20111206

"Yes, Virginia, there is a God"

          Many years ago our oldest son determined in 2nd or 3rd grade that there was no Santa Claus.  This really was a terrific loss for him.  “Well,” he concluded, “maybe there is no God either.”  When I shared this with some Sisters of St. Margaret, there were horrified.  But it is a little boy’s reasoning things out.  It shows an intellectual curiosity.  At the time, I answered that some things last and others pass away.  I was thinking of Psalm 103, our days are like grass in that they pass away. “But the merciful goodness of the Lord endures forever… and his righteousness on children’s children.”  Now I didn’t cite chapter and verse but conveyed the general idea.  As I consider our son’s loss and intellectual struggle now at some remove, I recall the famous passage about love from Paul’s 1st Letter to the Corinthians.  “Love never ends…. When I was a child, I spoke like a child, I thought like a child, I reasoned like a child;  when I became an adult, I put an end to childish ways…. And now faith, hope, and love abide, these three;  and the greatest of these is love.”  What lasts or abides is not the wonderful story of Santa Claus but the even more wonderful story that reveals a love and goodness that is at the heart of all that is and is greater still, what we know as God.

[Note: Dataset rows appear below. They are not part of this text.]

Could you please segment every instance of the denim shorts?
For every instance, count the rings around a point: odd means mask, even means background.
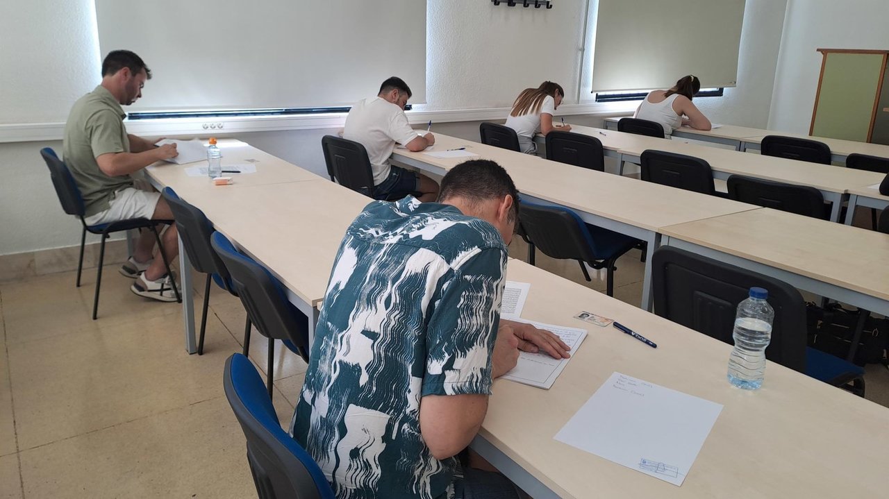
[[[420,177],[410,170],[392,165],[385,180],[373,187],[373,198],[382,201],[401,199],[420,194]]]

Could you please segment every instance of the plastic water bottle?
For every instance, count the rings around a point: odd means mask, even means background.
[[[222,152],[216,147],[216,138],[210,138],[207,147],[207,175],[211,178],[222,176]]]
[[[738,304],[734,318],[734,349],[728,358],[728,381],[738,388],[756,390],[765,374],[765,347],[772,340],[775,311],[765,298],[768,291],[750,288],[749,297]]]

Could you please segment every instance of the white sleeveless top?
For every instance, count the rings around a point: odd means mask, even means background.
[[[682,116],[673,110],[673,101],[677,97],[679,97],[679,94],[674,93],[662,101],[653,104],[648,101],[646,96],[642,100],[642,106],[639,107],[635,117],[661,123],[661,126],[664,127],[664,134],[669,137],[673,133],[673,130],[682,126]]]

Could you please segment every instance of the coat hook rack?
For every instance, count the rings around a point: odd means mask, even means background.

          Over one hundred years ago a little girl named Virginia wrote her letter to The Sun newspaper in New York, “Some of my little friends say there is no Santa Claus.”  It would not have been current then as it is now in the 21st century to admit some of my little friends say that there is no God.  This is not to belittle but to explore our children’s intellectual curiosity.  One of the things I like about the Godly Play ministry at Saint Paul’s is that it engages children’s imagination and wonder.  The reporter Francis Pharcellus’ response in The Sun is still interesting.  He begins with the importance of humility.  We seek mastery over our universe and well we should, but we need to take stock.  The writer Walker Percy advised, “we ought to stop, every once in a while, and ask ourselves who we think we are.  I’m not just talking ‘existentialism’ here;  I think I’m talking about moral self-examination – as in exactly who do you think you are?!  There are times when we get so full of ourselves – we’ve lost all modesty.”

          Pharcellus in his response to Virginia’s query next argues how dreary the world would be if all were reduced to sense and sight.  We would lose the sense of mystery and transcendence that draws out the best in us and gives us joy.  I have been reading the French paleontologist and theologian Père Pierre Teilhard de Chardin.  I like to think of him as bilingual.  He speaks the language of science and he speaks the language of mystery and can shift language to talk about the same thing expressing it more fully and understanding it more deeply.  There is nothing dreary in Teilhard’s world.  He writes, “after harnessing space, the winds, the tides, gravitation, we shall harness for God the energies of love.  And, on that day, for the second time in the history of the world, (humanity) will have discovered fire.” 

          Our children may struggle with loss at the passing of Santa Claus.  In 1897 Virginia wanted proof.  She wanted to see it in The Sun newspaper.  Today, our children may want to see proof of God.  But God is to be found more in relationship than in proof.  We discover relationship in community.  God is the love that abides, the goodness that endures.  God is the one before whom every once in a while we give ourselves moral pause.  We may need more than one “language” to understand God and ourselves.  We are that deeply layered.  We sit with our children and as the days draw near we ask, “Wait.  Something is missing!  I wonder what it could be?”  A baby is born, the Christ child, who embodies the love and goodness of God.  Some things pass away, but the “merciful goodness of the Lord endures forever.”